One expects to encounter that particular type of trade asymmetry … when an economically backward non-industrialised unsophisticated Third World colony deals with a First World country … buying their raw materials cheaply, adding value …and exporting expensive manufactured goods to the colony.
Trade:
we are exposed to unprecedented new national security and economic factors, ‘In short, over the past half century Australia’s exports have shifted from predominantly agricultural products to minerals, while its trade partners have shifted from Europe to Asia.’
Population policy:
The fallacy behind the policy of “‘illing up Australia’, despite “compelling environmental reasons” to the contrary, arises from our aspirations for national security and economic power (with only a few millions each, Israel, Sweden, Denmark, Finland and Singapore already outstrip us, implying that quality is more important than quantity?) Some politicians and business leaders still call for 50 millions, regardless of our declining natural resource base! This may rapidly convert us to a net food importer rather than exporter of food, in a world already struggling to feed an expanding population of some 6.6 billions. It will also dilute our per capita earnings from mineral exports.

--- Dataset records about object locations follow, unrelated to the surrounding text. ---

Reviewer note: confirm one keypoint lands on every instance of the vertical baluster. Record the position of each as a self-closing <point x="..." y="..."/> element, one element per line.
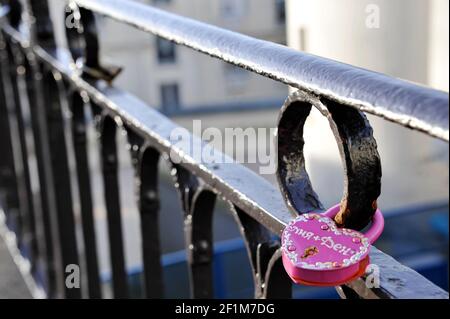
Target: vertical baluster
<point x="112" y="201"/>
<point x="198" y="204"/>
<point x="8" y="169"/>
<point x="85" y="191"/>
<point x="33" y="78"/>
<point x="268" y="274"/>
<point x="198" y="232"/>
<point x="17" y="125"/>
<point x="42" y="33"/>
<point x="149" y="209"/>
<point x="61" y="178"/>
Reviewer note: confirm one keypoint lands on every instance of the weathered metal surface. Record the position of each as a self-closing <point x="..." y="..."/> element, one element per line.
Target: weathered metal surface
<point x="85" y="192"/>
<point x="358" y="151"/>
<point x="257" y="205"/>
<point x="399" y="101"/>
<point x="64" y="217"/>
<point x="110" y="162"/>
<point x="147" y="160"/>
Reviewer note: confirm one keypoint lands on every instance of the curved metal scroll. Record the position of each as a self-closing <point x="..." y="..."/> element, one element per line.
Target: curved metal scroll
<point x="358" y="151"/>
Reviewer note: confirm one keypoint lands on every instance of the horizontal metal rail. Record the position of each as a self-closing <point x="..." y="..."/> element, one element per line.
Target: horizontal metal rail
<point x="47" y="72"/>
<point x="399" y="101"/>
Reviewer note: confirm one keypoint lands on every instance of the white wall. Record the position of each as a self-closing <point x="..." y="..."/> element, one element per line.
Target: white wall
<point x="410" y="43"/>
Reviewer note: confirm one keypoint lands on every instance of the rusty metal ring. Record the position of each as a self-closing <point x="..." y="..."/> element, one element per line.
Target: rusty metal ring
<point x="82" y="36"/>
<point x="358" y="151"/>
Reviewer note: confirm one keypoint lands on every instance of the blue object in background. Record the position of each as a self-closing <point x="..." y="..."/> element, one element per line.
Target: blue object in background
<point x="415" y="236"/>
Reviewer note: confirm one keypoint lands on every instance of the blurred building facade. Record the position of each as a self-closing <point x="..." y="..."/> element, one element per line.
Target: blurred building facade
<point x="175" y="78"/>
<point x="407" y="39"/>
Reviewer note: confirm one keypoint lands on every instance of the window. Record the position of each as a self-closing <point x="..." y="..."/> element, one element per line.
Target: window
<point x="280" y="11"/>
<point x="166" y="51"/>
<point x="170" y="99"/>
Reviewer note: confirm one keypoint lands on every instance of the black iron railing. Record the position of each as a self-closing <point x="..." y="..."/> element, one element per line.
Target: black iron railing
<point x="37" y="77"/>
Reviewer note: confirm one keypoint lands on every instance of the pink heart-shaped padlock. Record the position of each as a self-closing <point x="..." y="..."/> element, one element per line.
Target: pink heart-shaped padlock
<point x="316" y="252"/>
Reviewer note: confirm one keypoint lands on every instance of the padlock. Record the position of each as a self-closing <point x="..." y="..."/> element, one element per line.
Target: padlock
<point x="316" y="252"/>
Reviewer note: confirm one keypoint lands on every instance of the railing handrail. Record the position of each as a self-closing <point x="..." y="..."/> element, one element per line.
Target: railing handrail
<point x="241" y="188"/>
<point x="402" y="102"/>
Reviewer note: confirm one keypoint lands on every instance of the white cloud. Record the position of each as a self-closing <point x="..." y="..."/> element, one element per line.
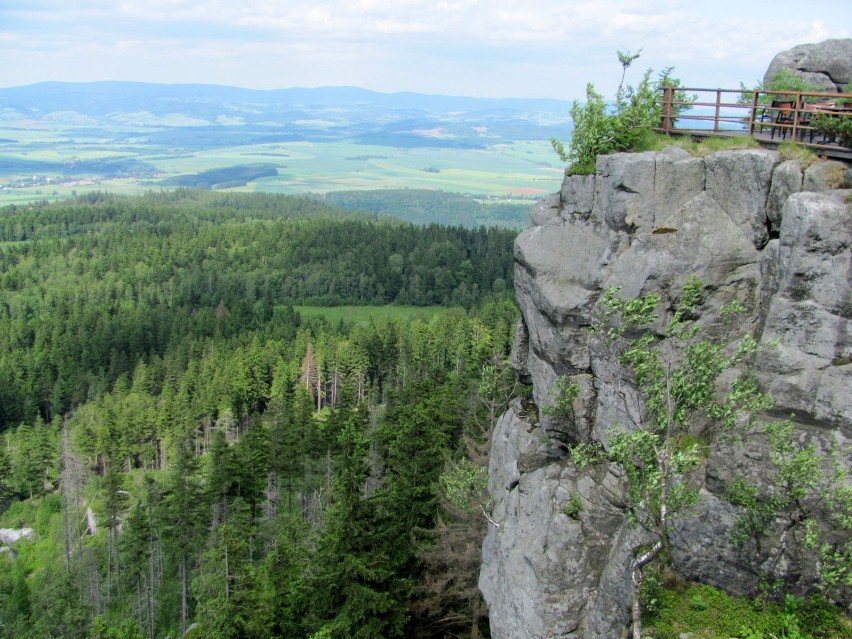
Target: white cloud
<point x="486" y="47"/>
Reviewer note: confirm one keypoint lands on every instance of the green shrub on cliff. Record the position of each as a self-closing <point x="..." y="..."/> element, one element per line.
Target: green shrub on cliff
<point x="600" y="128"/>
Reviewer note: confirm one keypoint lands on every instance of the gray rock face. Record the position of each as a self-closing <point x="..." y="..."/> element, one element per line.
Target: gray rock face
<point x="825" y="64"/>
<point x="644" y="222"/>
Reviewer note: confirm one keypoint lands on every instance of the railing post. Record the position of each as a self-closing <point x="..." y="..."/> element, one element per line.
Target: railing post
<point x="796" y="106"/>
<point x="668" y="109"/>
<point x="754" y="101"/>
<point x="718" y="110"/>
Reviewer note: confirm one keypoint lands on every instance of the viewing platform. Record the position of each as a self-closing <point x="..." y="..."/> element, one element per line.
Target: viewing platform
<point x="812" y="119"/>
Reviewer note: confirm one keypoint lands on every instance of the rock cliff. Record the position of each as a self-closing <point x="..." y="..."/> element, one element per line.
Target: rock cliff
<point x="826" y="64"/>
<point x="755" y="229"/>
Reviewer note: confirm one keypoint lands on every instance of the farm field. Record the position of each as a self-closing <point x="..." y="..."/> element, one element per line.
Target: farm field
<point x="507" y="171"/>
<point x="62" y="140"/>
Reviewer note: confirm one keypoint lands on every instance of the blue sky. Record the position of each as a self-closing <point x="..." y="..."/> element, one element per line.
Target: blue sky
<point x="491" y="48"/>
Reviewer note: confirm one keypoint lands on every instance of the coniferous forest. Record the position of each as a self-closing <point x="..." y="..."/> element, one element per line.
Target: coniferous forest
<point x="196" y="459"/>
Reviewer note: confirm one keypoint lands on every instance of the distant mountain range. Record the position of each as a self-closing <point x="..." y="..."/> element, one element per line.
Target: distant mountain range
<point x="298" y="113"/>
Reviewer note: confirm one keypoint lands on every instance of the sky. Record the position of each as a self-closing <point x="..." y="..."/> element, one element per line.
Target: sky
<point x="481" y="48"/>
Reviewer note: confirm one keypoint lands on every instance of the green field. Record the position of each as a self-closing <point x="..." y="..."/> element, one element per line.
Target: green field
<point x="363" y="314"/>
<point x="520" y="170"/>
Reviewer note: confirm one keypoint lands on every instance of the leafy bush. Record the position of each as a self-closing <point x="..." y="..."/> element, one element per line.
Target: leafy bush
<point x="837" y="127"/>
<point x="600" y="128"/>
<point x="784" y="80"/>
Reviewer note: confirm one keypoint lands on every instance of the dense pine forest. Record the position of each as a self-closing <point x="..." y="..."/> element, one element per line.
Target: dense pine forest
<point x="195" y="459"/>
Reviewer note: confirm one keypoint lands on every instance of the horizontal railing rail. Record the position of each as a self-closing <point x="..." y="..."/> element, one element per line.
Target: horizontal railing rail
<point x="731" y="112"/>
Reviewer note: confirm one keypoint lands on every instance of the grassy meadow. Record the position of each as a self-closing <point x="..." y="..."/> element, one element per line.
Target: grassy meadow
<point x="505" y="170"/>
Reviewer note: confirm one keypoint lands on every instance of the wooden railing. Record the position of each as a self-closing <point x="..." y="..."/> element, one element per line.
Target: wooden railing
<point x="782" y="115"/>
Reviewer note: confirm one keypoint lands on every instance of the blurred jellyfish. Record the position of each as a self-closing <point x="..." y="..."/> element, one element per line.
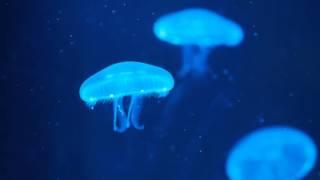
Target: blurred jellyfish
<point x="197" y="31"/>
<point x="133" y="79"/>
<point x="272" y="154"/>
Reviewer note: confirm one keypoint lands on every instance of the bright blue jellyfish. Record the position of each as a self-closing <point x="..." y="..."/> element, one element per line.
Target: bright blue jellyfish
<point x="133" y="79"/>
<point x="272" y="154"/>
<point x="197" y="31"/>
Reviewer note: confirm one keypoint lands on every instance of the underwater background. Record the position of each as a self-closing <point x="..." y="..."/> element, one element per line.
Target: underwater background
<point x="48" y="48"/>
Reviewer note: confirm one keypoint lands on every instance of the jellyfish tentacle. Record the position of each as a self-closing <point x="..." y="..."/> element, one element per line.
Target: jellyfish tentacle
<point x="200" y="60"/>
<point x="187" y="58"/>
<point x="134" y="112"/>
<point x="120" y="123"/>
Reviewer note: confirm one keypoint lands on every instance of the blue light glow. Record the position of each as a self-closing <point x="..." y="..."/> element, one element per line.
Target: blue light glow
<point x="129" y="78"/>
<point x="272" y="154"/>
<point x="197" y="31"/>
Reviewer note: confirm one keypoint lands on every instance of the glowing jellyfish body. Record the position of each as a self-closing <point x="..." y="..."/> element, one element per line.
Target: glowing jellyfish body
<point x="272" y="154"/>
<point x="197" y="31"/>
<point x="132" y="79"/>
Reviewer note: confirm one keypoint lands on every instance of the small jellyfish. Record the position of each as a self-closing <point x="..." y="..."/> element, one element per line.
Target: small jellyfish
<point x="126" y="79"/>
<point x="273" y="153"/>
<point x="197" y="31"/>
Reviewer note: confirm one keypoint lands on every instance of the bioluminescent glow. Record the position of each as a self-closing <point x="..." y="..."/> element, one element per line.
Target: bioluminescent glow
<point x="133" y="79"/>
<point x="197" y="31"/>
<point x="272" y="154"/>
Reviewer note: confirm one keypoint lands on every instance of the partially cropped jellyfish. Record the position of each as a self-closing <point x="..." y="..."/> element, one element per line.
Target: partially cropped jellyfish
<point x="273" y="153"/>
<point x="126" y="79"/>
<point x="197" y="31"/>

Professor Diamond sympathetically reviews the many remedial policies, individual and group activities which are attempting to control these and other problems. No doubt some items need some up-dating. But his main point remain valid: because it is all happening so rapidly here, he regards our nation as a warning and an example to the developed world. For this reviewer, one local need stands out above all others: the need for a rational population policy, with numbers in balance with our diminishing natural resource base, having due regard for limiting factors listed above. Indeed, this need applies not only to Australia, but to our Earth entire, recently imaged by the outbound Voyager 2 space probe as a single pale blue pixel, a dust mote suspended in a sunbeam. On this damaged dust mote, we and our descendants will continue our species’ history, our unfolding comprehension of our origin, present existence and attainable future. Or so we hope.
Dr John O’Connor had 25 years lecturing, research (specializing in air pollution, plant stress), and consultancies (government and industry) in the environmental sciences. Now retired he is active part-time in adult education.
When submissions were called for the 2020 summit he sent in a precis of Diamond’s chapter on Australia.